With Rayan Ait-Nouri's injury seemingly leaving Wolves without a recognised left-wing back ahead of Saturday's trip to Selhurst Park, Semedo could find himself in the unfamiliar role again.
Are Wolves now stuck with a safety-first approach?
While most Wolves fans will be happy with the point and a clean sheet, there will be some concern about Nuno's extreme negativity that appears to have become a trademark of their play.

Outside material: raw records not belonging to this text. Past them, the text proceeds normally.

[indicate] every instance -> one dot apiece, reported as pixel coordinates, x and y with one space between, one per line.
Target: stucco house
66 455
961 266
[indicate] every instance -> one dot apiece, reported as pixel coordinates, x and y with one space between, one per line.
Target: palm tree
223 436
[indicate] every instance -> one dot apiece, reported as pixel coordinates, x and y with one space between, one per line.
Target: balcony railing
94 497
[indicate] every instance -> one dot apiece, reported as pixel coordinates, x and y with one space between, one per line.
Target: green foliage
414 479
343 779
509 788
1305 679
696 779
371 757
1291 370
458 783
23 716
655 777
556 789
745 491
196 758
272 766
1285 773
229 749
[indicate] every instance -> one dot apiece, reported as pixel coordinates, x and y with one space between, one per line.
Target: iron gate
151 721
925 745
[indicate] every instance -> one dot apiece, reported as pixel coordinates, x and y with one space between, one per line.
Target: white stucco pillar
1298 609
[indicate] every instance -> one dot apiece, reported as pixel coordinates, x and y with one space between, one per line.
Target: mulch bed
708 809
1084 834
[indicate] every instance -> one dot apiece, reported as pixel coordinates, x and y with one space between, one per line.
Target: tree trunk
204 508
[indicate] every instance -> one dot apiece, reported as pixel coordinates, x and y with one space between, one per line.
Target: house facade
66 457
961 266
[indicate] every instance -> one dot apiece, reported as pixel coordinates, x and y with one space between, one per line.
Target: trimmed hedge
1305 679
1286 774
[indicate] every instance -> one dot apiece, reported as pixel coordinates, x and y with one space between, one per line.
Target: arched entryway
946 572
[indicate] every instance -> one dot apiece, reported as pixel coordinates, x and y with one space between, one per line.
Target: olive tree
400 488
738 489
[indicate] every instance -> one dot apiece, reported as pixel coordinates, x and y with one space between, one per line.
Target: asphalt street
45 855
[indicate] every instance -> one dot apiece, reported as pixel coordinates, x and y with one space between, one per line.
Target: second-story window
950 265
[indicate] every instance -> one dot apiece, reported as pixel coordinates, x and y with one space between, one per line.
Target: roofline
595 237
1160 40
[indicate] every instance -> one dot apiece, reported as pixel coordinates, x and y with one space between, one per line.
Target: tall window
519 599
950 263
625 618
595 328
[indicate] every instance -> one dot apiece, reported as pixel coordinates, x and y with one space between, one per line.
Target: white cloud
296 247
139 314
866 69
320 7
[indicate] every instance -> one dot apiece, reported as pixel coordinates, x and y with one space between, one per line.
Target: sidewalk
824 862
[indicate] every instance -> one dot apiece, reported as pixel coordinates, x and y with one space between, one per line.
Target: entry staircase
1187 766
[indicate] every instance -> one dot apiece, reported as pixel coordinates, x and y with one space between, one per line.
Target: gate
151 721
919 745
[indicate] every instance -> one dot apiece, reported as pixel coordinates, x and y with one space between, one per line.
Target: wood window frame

After producing just one shot on target against National League North side Chorley on Friday night, Wanderers went one better at Stamford Bridge as they failed to test Edouard Mendy once. This means that Vitinha's stunning strike at Victory Park is Wolves' only shot on target in their last 225 minutes of football.
Obviously fans are more understanding of a defensive game plan when playing Chelsea rather than Chorley, but Wolves' lack of attacking output in both games will worry both Nuno and fans alike.
Should Wolves struggle to create against a Crystal Palace side they've comfortable beaten twice this season, the warning signs will start to appear.